Towards the end of our Farm and Garden Days program campers started to see quite a few black and orange Monarch butterflies. Now when you see them they will most likely be heading south in the annual Monarch migration to Mexico.
Flocks of birds overhead also give an indication of migration preparation. Climbing up Hook Mountain in Nyack, New York, gives an interested birder the perfect perch to watch hawks, eagles, and sometimes Monarchs soaring on the updrafts created by the ridge’s steep slopes.
Other signs that point us toward autumn: tupelo trees sending down early and brilliantly red leaves. Wooly bear caterpillars crawling about looking, perhaps, for an ideal spot in which to hibernate for the winter. Sunset today (Friday, September 14th) is at 7:07pm, and it seems like just a few weeks ago we were able to stay out until 8pm or later in the heat and lingering light of a summer evening. You might see a praying mantis scrutinizing particular plant stems, keeping an eye out for one that might support, in the case of females, their egg cases (but praying mantises always look as if they are ‘scrutinizing’). The aster flowers are blooming and goldenrod flowers are flaunting their yellow alongside many roadways.

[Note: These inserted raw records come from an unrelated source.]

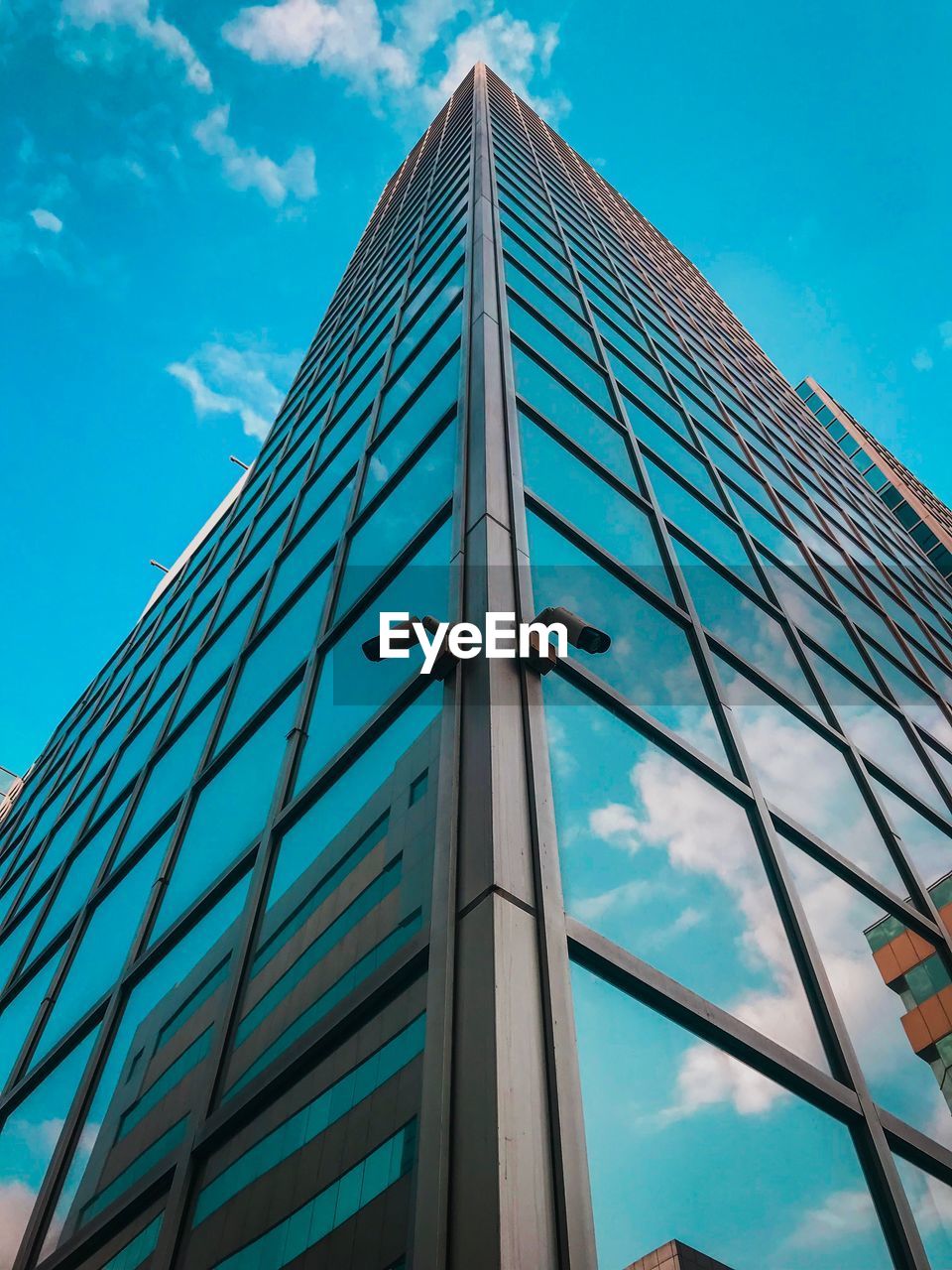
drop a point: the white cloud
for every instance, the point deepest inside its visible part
(343, 39)
(135, 16)
(842, 1215)
(16, 1206)
(248, 169)
(223, 380)
(626, 897)
(45, 220)
(513, 50)
(380, 51)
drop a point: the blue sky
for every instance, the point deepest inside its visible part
(181, 187)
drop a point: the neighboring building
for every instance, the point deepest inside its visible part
(307, 960)
(914, 970)
(675, 1256)
(915, 507)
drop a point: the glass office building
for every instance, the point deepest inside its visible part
(924, 516)
(307, 960)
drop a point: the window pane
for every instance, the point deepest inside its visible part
(651, 661)
(229, 813)
(892, 989)
(687, 1143)
(807, 778)
(350, 888)
(28, 1141)
(664, 865)
(151, 1071)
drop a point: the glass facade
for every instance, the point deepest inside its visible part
(306, 960)
(924, 517)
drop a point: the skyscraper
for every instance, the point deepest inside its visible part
(309, 960)
(915, 507)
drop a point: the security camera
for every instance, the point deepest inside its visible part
(580, 633)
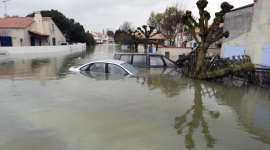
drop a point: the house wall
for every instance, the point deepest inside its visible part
(53, 31)
(191, 43)
(250, 32)
(42, 49)
(46, 27)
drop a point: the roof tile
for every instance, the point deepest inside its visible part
(18, 22)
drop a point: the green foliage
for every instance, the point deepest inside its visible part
(73, 31)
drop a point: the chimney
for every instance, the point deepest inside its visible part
(38, 20)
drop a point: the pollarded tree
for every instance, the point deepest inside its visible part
(208, 35)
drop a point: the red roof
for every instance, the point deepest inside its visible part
(38, 33)
(18, 22)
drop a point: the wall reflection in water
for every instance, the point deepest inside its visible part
(250, 103)
(40, 67)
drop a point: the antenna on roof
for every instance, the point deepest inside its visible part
(5, 1)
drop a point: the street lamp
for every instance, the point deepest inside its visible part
(5, 1)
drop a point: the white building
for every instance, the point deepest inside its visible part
(182, 40)
(29, 31)
(249, 28)
(102, 38)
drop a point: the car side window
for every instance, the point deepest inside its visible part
(85, 68)
(168, 62)
(156, 61)
(98, 67)
(126, 58)
(139, 59)
(115, 69)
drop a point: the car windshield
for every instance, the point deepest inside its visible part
(130, 68)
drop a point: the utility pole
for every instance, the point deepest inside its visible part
(5, 1)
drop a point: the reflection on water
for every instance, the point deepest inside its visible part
(44, 106)
(196, 111)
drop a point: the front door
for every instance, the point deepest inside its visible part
(6, 41)
(233, 51)
(266, 55)
(32, 39)
(54, 43)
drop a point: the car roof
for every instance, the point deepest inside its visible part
(113, 61)
(137, 54)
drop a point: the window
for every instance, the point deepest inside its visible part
(126, 58)
(139, 59)
(114, 69)
(130, 68)
(85, 68)
(156, 61)
(98, 67)
(168, 62)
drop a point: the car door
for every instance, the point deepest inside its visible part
(156, 61)
(115, 69)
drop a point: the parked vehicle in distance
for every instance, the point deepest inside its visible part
(145, 60)
(107, 66)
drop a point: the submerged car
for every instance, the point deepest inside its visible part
(107, 66)
(145, 60)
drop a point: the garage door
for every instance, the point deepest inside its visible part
(6, 41)
(266, 55)
(233, 51)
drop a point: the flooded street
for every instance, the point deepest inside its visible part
(43, 106)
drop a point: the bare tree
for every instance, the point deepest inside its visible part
(169, 22)
(126, 26)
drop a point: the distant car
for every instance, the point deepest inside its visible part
(144, 60)
(107, 66)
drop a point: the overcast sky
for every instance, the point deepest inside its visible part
(96, 15)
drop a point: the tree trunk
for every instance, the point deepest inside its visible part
(136, 48)
(200, 58)
(145, 48)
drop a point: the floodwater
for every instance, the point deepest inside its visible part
(43, 106)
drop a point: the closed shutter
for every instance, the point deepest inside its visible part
(266, 55)
(233, 51)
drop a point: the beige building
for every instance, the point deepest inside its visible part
(29, 31)
(249, 28)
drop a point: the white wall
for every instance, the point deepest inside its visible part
(176, 51)
(259, 34)
(41, 49)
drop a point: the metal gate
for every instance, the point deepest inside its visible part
(266, 55)
(54, 42)
(6, 41)
(233, 51)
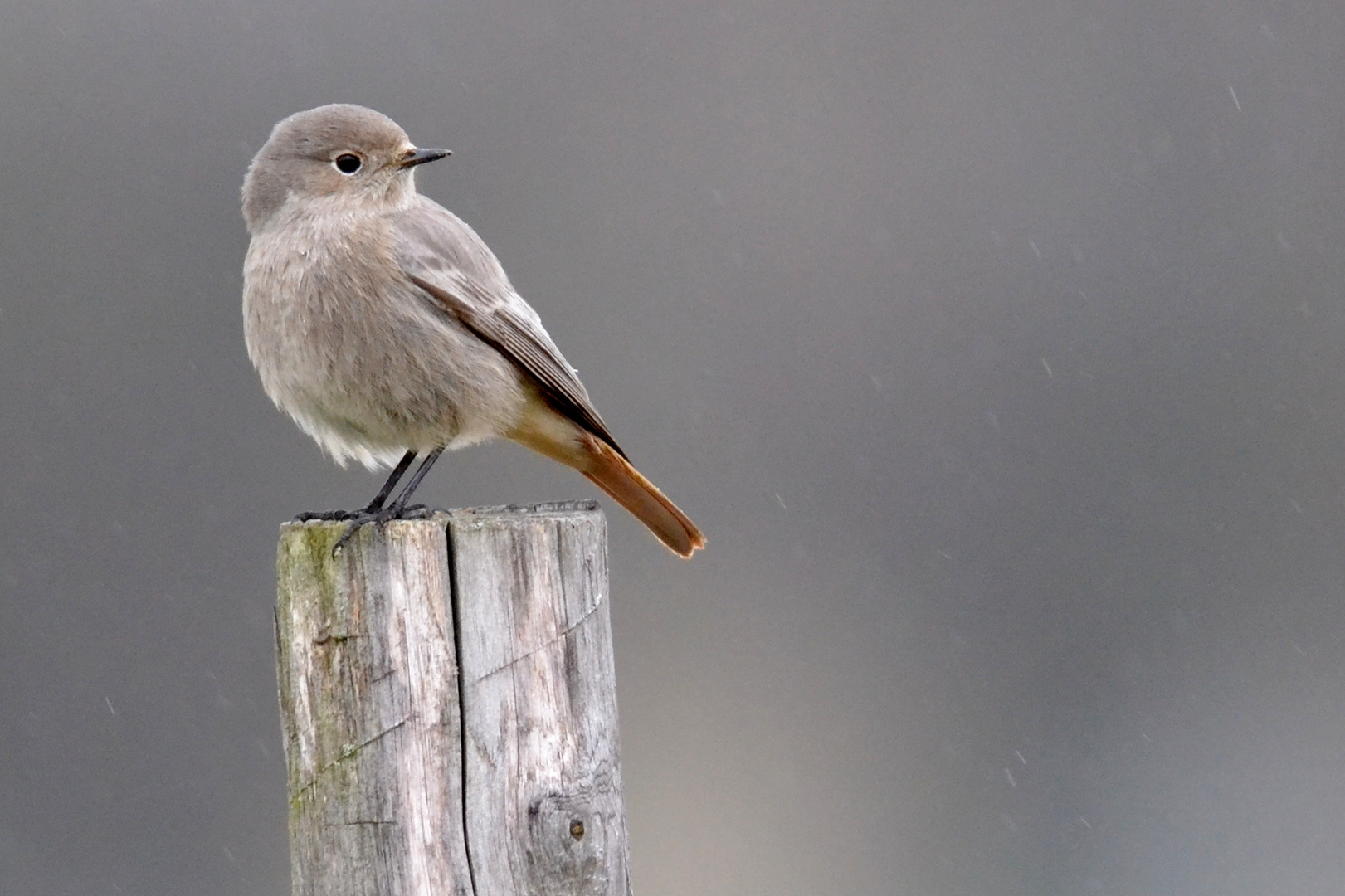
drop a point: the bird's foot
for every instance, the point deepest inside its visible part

This time between the seasons can sometimes feel extra special. Summer’s going, fall arriving, and this transition can produce shimmering days of perfect weather that dwell in our minds all year long. The migrating monarchs and birds, the eager yellow jackets (made frantic with some internal signal pointing them towards mortality), and the earliest red tupelo leaf can serve as anchors in this ephemeral edge between summer and fall.